Evidence that the Density of Self Peptide-MHC Ligands Regulates T-Cell Receptor Signaling

Noncognate or self peptide-MHC (pMHC) ligands productively interact with T-cell receptor (TCR) and are always in a large access over the cognate pMHC on the surface of antigen presenting cells. We assembled soluble cognate and noncognate pMHC class I (pMHC-I) ligands at designated ratios on various scaffolds into oligomers that mimic pMHC clustering and examined how multivalency and density of the pMHCs in model clusters influences the binding to live CD8 T cells and the kinetics of TCR signaling. Our data demonstrate that the density of self pMHC-I proteins promotes their interaction with CD8 co-receptor, which plays a critical role in recognition of a small number of cognate pMHC-I ligands. This suggests that MHC clustering on live target cells could be utilized as a sensitive mechanism to regulate T cell responsiveness.

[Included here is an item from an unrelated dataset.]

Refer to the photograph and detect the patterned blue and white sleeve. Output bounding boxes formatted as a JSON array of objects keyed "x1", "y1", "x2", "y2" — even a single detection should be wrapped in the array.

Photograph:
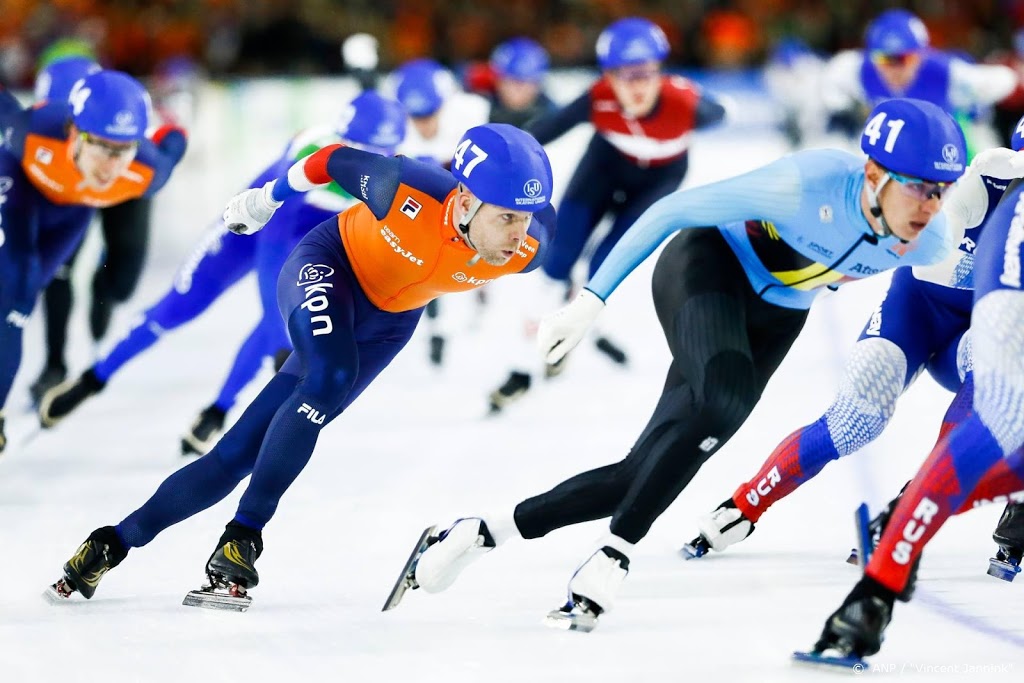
[{"x1": 587, "y1": 156, "x2": 802, "y2": 300}]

异源或自身肽-MHC（peptide-MHC，pMHC）配体可与T细胞受体（T-cell receptor，TCR）发生功能性结合，且在抗原呈递细胞表面的丰度始终高于同源pMHC配体。我们将可溶性同源与异源I类肽-MHC（pMHC-I）配体以指定比例组装于多种支架之上，构建出模拟pMHC聚集状态的寡聚体；借此探究模型聚集体中pMHC的多价性与密度，如何影响其与活体细胞CD8阳性T细胞的结合，以及TCR信号传导的动力学过程。本研究数据表明，自身pMHC-I蛋白的密度可促进其与CD8共受体（CD8 co-receptor）的相互作用，而该过程在识别少量同源pMHC-I配体时发挥关键作用。这一发现提示，活体细胞靶标表面的MHC聚集现象可作为一种灵敏的调控机制，用以调节T细胞的应答能力。